It was largely Bengali cuisine that I grew up on. Clean flavours, austere usage of spices, abundance of vegetables and local greens fresh from the kitchen garden and local farms and a bountiful profusion of freshwater fishes.
And then one sunny morning, a still teen-aged me bade farewell to the pristine life in my lazy time-stops-still hamlet by the river and took the long arduous bus trek via the emerald forests and mist-riddled hills of Meghalaya to Guwahati for further studies.
Guwahati. My home for the next several years. Guwahati introduced me to the seething Brahmaputra, the Lady at Kamakhya, the warm, loving, innocent Assamese people and exposed my palate to Assamese cuisine, simple, rustic yet delectable. In my head, thoroughly understated in the pantheon of Indian cuisines.
Time flew on rosy wings and one day it was time for me to leave Assam and the gorgeous friends I had made for life and move on to Delhi.
Delhi was explosion on my food senses. The decadent world of Mughlai cuisine, unmasked in front of me, left me spellbound and numb.

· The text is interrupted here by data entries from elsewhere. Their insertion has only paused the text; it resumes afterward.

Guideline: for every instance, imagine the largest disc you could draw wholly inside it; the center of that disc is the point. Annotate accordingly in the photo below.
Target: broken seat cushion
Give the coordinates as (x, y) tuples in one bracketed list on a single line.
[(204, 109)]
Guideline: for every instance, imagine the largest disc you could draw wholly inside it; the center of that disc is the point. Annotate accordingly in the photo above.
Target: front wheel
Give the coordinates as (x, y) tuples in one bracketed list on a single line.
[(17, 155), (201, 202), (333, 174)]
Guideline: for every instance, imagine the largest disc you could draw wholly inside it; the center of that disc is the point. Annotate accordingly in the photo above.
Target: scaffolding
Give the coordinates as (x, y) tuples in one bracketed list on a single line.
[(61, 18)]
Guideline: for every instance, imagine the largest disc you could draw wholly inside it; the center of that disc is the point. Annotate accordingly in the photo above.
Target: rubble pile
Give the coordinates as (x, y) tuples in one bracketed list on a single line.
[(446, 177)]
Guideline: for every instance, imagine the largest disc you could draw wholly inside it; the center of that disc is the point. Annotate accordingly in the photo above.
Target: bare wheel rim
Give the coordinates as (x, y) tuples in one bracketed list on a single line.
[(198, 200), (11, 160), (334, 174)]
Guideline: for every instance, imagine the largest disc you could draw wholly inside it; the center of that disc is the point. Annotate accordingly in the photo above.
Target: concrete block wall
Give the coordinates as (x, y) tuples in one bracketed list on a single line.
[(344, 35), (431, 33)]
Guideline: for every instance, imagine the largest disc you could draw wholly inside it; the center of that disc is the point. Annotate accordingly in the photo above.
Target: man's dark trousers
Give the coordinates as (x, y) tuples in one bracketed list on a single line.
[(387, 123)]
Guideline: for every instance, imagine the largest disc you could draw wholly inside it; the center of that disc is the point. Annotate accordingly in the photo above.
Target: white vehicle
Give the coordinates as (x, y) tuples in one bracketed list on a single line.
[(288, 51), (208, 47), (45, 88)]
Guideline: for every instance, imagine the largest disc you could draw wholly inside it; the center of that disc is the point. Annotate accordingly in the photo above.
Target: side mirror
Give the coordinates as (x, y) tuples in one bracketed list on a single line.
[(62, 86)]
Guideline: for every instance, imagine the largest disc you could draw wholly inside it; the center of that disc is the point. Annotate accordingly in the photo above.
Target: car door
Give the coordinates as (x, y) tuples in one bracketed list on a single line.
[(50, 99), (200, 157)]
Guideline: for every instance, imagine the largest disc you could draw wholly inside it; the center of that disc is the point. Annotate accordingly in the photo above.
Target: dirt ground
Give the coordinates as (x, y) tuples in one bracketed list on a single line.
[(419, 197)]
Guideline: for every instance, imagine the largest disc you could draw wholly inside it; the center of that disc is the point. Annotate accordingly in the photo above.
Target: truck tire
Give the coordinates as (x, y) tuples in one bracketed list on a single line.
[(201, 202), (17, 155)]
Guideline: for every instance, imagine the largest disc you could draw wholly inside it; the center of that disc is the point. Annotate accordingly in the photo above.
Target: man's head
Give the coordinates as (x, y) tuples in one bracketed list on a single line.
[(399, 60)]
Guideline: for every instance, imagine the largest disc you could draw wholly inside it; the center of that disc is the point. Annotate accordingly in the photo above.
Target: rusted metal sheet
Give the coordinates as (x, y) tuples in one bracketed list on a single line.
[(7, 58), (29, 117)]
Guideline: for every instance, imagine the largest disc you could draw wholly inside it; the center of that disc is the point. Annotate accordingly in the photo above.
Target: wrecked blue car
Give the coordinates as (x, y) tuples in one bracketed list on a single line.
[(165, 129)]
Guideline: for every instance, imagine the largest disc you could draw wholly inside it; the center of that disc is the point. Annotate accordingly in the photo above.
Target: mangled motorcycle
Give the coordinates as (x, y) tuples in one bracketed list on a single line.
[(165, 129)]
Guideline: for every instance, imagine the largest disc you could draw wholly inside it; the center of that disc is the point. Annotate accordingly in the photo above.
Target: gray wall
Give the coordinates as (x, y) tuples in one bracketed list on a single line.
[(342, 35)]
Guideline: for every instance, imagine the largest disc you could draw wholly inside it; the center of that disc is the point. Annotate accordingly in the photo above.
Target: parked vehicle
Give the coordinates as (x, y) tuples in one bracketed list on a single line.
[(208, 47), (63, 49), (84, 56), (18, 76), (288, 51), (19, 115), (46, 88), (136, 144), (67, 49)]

This was a hedonists paradise unlike anything I had experienced before and prodigal indulgence was religion.
And before I had recovered from the frenzied riot on my senses, I was already addicted to the nihari at Karims and a monthly sojourn to the Parathewali Gali to keep me ticking had become a ritual.
Delhi also unveiled before me the diverse spectrum of Punjabi cuisine – the ostentatious butter chicken on one hand, and the delectable rajma masala and blessed soulful langar cuisine on the other.
It’ s while at Delhi that my affair with rajma-chawal started, one that continues unabated to this day.